To search for substrings, you have to search with a condition like
WHERE word ~ 'suffix\M'
(This would be a suffix search with the regular expression matching operator ~
.)
To speed up a search like that, create a trigram index:
CREATE EXTENSION IF NOT EXISTS pg_trgm;
CREATE INDEX ON tab USING gin (doc gin_trgm_ops);
CodePudding user response:
So-called prefix searching doesn't really thematically belong in full text searching. I think it was tossed in because, given that tokens would be stored in a btree anyway, adding that "feature" was free. No other types of partial matching are mentioned in the context of FTS because they don't exist.
You discuss the partial matching that does exist with FTS, the :*
notation. But then in your example, you don't actually use it. That is why you don't see it working, because you don't use it. If you do use it, it does work:
select * from get_projects('org:*');
But given your description, it sounds like you don't want FTS in the first place. You want LIKE or regex, perhaps with index support from pg_trgm.

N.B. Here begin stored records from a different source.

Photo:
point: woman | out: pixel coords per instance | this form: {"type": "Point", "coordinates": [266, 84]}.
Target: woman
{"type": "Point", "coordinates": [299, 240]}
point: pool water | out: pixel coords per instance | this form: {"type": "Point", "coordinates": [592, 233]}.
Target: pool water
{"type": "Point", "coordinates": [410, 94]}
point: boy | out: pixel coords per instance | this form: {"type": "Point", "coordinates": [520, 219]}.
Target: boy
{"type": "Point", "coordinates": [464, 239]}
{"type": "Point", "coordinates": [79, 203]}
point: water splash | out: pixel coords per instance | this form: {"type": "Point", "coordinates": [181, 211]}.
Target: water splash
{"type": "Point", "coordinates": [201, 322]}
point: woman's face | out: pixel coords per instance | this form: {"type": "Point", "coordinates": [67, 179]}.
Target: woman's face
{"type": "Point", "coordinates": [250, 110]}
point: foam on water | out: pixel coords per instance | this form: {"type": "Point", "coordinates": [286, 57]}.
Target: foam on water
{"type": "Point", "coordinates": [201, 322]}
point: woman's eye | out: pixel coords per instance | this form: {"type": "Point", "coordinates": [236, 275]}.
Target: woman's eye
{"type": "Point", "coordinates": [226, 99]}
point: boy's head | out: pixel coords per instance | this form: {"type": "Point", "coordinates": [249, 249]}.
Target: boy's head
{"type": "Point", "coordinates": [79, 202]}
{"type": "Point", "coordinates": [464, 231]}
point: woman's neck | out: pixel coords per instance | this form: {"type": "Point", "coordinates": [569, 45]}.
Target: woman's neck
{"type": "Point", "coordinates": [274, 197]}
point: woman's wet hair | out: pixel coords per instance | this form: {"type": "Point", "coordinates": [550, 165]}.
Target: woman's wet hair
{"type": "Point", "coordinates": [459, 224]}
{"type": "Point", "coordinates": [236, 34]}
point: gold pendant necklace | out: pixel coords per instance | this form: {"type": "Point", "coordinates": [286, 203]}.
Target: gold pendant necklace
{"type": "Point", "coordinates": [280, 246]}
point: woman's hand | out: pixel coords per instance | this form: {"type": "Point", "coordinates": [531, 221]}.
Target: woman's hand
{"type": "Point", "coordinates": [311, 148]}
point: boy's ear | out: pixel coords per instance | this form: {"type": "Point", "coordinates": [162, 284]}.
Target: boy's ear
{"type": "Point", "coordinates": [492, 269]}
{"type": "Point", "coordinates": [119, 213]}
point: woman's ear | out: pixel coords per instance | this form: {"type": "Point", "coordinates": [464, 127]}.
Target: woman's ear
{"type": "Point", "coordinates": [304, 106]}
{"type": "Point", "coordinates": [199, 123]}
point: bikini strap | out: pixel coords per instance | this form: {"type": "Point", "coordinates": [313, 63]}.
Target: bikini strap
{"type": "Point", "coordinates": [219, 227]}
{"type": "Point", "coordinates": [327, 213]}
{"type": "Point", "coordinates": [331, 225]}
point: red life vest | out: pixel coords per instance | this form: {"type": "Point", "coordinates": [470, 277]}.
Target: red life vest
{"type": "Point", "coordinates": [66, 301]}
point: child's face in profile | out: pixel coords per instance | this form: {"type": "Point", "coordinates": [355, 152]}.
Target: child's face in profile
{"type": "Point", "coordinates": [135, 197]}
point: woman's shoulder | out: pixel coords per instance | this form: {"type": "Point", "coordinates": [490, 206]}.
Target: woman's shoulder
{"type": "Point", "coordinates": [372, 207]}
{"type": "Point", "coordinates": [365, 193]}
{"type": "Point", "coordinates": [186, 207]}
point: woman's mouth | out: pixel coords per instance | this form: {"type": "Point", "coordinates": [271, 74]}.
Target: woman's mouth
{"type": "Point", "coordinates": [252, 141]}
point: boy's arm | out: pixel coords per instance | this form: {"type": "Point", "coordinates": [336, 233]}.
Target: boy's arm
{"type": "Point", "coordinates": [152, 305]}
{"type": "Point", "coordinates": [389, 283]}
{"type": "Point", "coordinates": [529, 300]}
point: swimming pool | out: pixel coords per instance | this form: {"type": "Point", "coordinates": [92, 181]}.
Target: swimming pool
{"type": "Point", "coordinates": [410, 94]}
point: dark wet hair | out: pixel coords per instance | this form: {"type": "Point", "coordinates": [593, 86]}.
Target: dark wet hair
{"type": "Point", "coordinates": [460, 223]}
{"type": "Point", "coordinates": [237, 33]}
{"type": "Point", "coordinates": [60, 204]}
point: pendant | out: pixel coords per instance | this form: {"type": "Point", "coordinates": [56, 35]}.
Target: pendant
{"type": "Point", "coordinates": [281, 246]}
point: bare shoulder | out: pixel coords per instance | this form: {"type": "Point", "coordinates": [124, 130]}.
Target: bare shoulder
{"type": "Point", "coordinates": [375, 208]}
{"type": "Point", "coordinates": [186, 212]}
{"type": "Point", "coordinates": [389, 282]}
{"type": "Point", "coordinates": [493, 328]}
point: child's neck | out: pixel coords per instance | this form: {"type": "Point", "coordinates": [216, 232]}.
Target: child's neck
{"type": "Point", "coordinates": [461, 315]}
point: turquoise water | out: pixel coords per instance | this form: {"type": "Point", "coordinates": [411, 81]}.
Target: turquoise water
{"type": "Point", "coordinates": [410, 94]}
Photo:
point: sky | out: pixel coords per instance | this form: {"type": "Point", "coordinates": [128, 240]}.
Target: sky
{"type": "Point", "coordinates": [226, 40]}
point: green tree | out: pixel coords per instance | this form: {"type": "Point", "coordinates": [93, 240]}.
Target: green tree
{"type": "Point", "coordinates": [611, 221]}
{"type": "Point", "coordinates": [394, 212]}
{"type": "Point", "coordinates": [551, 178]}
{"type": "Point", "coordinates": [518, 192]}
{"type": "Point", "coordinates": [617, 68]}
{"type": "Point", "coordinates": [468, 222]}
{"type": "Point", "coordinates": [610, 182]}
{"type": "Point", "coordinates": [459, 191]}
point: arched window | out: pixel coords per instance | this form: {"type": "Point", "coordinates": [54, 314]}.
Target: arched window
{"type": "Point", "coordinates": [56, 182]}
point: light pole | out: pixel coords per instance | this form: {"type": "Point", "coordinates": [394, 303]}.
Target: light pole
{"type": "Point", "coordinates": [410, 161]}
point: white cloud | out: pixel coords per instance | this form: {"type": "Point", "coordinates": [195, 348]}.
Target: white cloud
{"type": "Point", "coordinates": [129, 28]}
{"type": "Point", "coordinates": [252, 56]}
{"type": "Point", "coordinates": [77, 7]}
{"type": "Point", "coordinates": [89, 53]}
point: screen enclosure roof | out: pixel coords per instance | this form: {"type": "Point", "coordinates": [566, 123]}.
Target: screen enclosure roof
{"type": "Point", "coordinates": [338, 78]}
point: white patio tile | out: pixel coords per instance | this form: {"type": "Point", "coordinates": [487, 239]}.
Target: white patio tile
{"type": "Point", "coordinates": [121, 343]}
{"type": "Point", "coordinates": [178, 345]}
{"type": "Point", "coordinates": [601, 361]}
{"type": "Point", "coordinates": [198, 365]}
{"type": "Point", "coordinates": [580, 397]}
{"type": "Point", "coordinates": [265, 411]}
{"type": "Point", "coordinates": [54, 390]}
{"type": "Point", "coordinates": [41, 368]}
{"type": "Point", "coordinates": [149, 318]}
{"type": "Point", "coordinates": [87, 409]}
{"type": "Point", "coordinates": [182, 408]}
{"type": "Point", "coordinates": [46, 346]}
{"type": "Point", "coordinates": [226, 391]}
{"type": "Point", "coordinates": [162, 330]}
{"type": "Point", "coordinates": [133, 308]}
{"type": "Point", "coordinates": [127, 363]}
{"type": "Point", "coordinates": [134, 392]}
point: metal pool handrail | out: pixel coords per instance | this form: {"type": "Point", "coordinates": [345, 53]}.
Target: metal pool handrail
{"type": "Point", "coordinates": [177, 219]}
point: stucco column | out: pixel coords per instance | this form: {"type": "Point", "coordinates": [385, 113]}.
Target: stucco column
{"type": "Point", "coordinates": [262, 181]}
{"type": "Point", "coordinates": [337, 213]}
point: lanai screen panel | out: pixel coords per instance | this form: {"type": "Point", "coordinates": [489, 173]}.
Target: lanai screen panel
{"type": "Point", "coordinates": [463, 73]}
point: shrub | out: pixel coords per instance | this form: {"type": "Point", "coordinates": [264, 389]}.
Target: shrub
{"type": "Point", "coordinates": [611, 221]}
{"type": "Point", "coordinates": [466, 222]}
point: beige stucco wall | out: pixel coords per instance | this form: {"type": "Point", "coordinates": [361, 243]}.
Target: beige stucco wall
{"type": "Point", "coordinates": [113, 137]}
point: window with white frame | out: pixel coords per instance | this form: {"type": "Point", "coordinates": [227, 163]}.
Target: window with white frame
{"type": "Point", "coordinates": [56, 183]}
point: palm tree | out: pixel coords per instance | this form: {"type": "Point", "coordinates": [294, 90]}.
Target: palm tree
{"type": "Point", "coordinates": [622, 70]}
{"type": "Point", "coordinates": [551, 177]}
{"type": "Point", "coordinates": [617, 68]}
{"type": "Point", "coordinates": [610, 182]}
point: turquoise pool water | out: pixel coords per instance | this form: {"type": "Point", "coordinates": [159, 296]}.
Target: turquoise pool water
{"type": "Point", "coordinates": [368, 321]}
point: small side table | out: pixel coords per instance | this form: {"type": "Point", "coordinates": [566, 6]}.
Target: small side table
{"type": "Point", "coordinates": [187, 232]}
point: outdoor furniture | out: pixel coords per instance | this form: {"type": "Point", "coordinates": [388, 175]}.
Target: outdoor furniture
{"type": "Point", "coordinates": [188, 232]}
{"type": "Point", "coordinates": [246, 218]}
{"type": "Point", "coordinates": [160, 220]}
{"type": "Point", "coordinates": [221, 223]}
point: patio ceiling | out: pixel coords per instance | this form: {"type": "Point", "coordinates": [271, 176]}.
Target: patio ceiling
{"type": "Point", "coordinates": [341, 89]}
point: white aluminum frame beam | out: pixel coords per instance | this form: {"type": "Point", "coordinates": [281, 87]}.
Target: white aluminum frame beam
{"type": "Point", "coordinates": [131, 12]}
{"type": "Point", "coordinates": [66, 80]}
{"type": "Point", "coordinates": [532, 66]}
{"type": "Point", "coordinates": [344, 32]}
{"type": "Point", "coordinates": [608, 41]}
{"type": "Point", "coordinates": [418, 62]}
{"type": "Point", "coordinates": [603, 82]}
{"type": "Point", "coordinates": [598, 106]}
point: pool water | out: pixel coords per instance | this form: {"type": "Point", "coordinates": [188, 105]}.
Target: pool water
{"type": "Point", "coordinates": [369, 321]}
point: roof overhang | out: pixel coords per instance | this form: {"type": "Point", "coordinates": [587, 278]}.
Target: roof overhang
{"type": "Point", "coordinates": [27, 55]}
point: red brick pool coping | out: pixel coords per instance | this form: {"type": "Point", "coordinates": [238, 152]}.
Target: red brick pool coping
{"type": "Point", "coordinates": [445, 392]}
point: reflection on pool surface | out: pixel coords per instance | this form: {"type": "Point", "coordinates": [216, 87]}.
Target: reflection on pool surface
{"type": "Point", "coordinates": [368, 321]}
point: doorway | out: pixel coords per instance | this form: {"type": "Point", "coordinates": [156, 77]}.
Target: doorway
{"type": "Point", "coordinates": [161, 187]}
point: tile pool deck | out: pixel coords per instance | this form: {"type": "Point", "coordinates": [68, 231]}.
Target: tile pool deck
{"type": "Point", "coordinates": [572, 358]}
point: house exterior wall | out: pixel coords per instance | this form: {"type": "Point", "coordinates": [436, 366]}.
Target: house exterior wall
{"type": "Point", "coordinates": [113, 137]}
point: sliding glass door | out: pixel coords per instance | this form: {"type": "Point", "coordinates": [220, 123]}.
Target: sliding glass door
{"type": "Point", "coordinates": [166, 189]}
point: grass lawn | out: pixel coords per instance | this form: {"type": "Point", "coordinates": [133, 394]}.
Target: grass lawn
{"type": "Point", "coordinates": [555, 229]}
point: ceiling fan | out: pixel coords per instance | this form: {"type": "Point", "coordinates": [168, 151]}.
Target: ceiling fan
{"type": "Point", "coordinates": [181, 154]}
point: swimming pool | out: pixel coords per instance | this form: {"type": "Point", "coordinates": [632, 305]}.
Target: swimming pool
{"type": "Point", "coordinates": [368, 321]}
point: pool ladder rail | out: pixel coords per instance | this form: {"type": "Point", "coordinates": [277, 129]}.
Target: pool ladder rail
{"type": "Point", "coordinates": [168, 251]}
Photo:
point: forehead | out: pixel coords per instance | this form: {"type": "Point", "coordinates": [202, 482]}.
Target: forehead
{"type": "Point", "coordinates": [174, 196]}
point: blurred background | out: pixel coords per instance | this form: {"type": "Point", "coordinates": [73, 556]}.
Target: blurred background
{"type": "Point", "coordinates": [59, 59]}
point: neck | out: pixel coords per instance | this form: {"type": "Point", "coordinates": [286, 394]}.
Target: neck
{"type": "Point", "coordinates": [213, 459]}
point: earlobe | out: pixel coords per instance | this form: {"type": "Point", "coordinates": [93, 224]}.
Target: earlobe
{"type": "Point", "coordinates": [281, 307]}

but several references said to stick with simple.
It is hard to know how good the judgement of anonymous references are, but if you only want to use 'simple' than most likely you shouldn't be using FTS in the first place. 'simple' is useful for analyzing or learning or debugging real FTS situations, and can be used as a baseline for building up more complex configurations.